Because of the reduced size of the individual gratings in a composite grating target, edge effects (fringes) in the dark-field image become significant, and there can be cross-talk between the images of different gratings within the target. To address this issue, US20110027704A mentioned above teaches to select only a central portion of the image of each grating as a ‘region of interest’ (ROI). Only pixel values within the ROI are used to calculate asymmetry and overlay.

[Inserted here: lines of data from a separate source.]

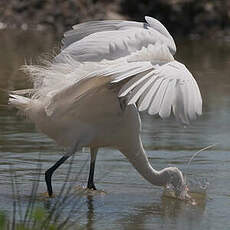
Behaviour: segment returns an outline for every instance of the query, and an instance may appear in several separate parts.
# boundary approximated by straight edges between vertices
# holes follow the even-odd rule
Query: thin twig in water
[[[188,161],[187,167],[190,166],[192,160],[193,160],[199,153],[201,153],[201,152],[203,152],[203,151],[205,151],[205,150],[207,150],[207,149],[210,149],[210,148],[212,148],[212,147],[215,147],[215,146],[217,146],[218,144],[219,144],[219,143],[216,143],[216,144],[212,144],[212,145],[206,146],[206,147],[204,147],[203,149],[201,149],[201,150],[195,152],[195,153],[192,155],[192,157],[190,158],[190,160]]]
[[[62,198],[62,197],[63,196],[65,197],[64,192],[65,192],[66,183],[68,182],[69,176],[70,176],[70,173],[71,173],[73,157],[74,156],[72,156],[72,158],[71,158],[71,160],[69,162],[69,168],[68,168],[68,172],[67,172],[66,177],[65,177],[65,181],[64,181],[64,183],[63,183],[63,185],[61,187],[61,190],[60,190],[60,192],[59,192],[59,194],[57,196],[56,202],[54,203],[53,207],[50,210],[49,215],[47,216],[46,221],[44,222],[44,226],[45,225],[48,226],[53,219],[55,220],[55,216],[57,215],[58,210],[60,209],[59,207],[63,203],[64,198]],[[66,194],[66,196],[68,196],[68,194]]]
[[[35,201],[36,201],[36,196],[37,196],[37,191],[38,191],[38,186],[39,186],[39,181],[40,181],[40,176],[41,176],[41,163],[38,163],[38,173],[37,173],[37,178],[35,179],[35,181],[33,182],[33,186],[32,186],[32,191],[31,191],[31,195],[30,195],[30,202],[27,206],[27,210],[26,210],[26,215],[24,218],[24,225],[25,227],[29,228],[29,225],[31,224],[29,220],[32,219],[32,215],[33,215],[33,211],[34,211],[34,205],[35,205]]]
[[[76,207],[75,202],[73,200],[73,198],[75,198],[75,191],[72,191],[73,185],[69,184],[69,186],[66,188],[67,183],[69,181],[69,177],[71,174],[71,169],[72,169],[72,164],[74,162],[74,157],[72,156],[72,158],[70,159],[69,162],[69,167],[68,167],[68,172],[65,178],[65,181],[62,185],[61,191],[59,192],[56,201],[54,203],[54,205],[52,206],[51,210],[50,210],[50,214],[47,216],[47,219],[43,222],[42,227],[44,229],[46,229],[50,223],[56,223],[58,222],[58,220],[60,219],[61,214],[64,212],[64,208],[66,206],[68,206],[69,204],[74,204],[73,206]],[[85,168],[87,161],[84,162],[83,166],[80,169],[80,172],[76,175],[74,181],[78,180],[79,175],[82,173],[83,169]],[[78,200],[78,202],[80,201],[81,197]],[[71,209],[72,210],[72,209]],[[72,212],[70,212],[72,214]],[[71,215],[69,214],[69,215]],[[64,225],[66,225],[66,223],[64,223]],[[64,225],[62,227],[64,227]],[[59,228],[59,227],[58,227]]]
[[[38,186],[39,186],[40,176],[41,176],[41,167],[39,168],[39,172],[38,172],[36,182],[35,182],[35,188],[34,188],[34,193],[33,193],[33,197],[32,197],[32,205],[31,205],[31,210],[29,213],[29,220],[31,220],[33,217],[33,211],[34,211],[34,207],[36,204],[36,197],[38,194]]]
[[[79,177],[79,175],[82,174],[82,171],[85,168],[86,163],[87,163],[87,161],[84,162],[83,166],[80,169],[80,172],[75,176],[74,181],[78,181],[78,177]],[[66,194],[64,195],[62,203],[61,203],[61,205],[59,207],[58,215],[56,215],[55,218],[59,218],[59,216],[61,215],[61,213],[64,211],[64,207],[65,206],[68,206],[71,203],[73,204],[73,198],[75,198],[76,192],[73,191],[72,193],[70,193],[70,191],[72,190],[72,188],[73,188],[73,185],[69,184],[69,187],[68,187],[68,189],[66,191]],[[73,205],[73,206],[75,207],[76,205]],[[69,215],[71,215],[71,214],[72,214],[72,211],[70,211]]]
[[[17,209],[17,203],[16,203],[16,193],[15,193],[15,181],[14,181],[14,171],[12,169],[12,165],[10,165],[10,173],[12,174],[11,176],[11,184],[12,184],[12,191],[13,191],[13,216],[12,216],[12,225],[11,229],[15,229],[16,225],[16,209]]]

As one considers ever smaller targets, however, the size of ROI that can be defined to be free of edge effects reduces to ever smaller numbers of pixels. Consequently the measurements are inherently more noisy, for a given acquisition time. Moreover, any variation in positioning the ROI becomes a significant source of error in the measured asymmetry.
Edge effects can be very intense. Asymmetric edges of the grating will increase the intensity signal error if they are large and intense enough to end up inside the ROI. For small pattern recognition errors in placement of the ROI, only a small part of the high intensity edge might end up inside the ROI. The small presence of edge effects is not a problem because a conventional 1σ or 2σ-filter is successful in removing these pixels. However, for larger pattern recognition errors, the 2σ-filter will work less well and larger errors in the intensity signal will be introduced.
Oscillations in intensity can occur inside the ROI as a result of the Gibbs phenomenon. This may happen for example when a pupil filter of 0.4 NA (numerical aperture) is used in the scatterometer and a limited number of Fourier components are available to form the grating field image. This results in periodic oscillations of the intensity across the grating image. Because of this effect, a slightly different placement of the ROI on top of the periodic oscillations will result in different average intensities across the ROI. The final averaged intensity is thus very sensitive to the placement of the ROI.
Intensity gradients across the grating image may be caused by the effects of defocus in combination with high NA detection. The final effect is that the ROI has to be placed on a slope in intensity. In this case an error in positioning will result in extra errors in average intensity. It may be expected that these intensity gradients will be more severe in future generations of apparatus, where off-axis illumination and off-axis collection of scattered radiation make the signals more sensitive to focusing errors. Also in the case of focusing errors, images of component gratings within a compound target may move in different directions so as to overlay with one another. Existing signal extraction methods will be increasingly challenged.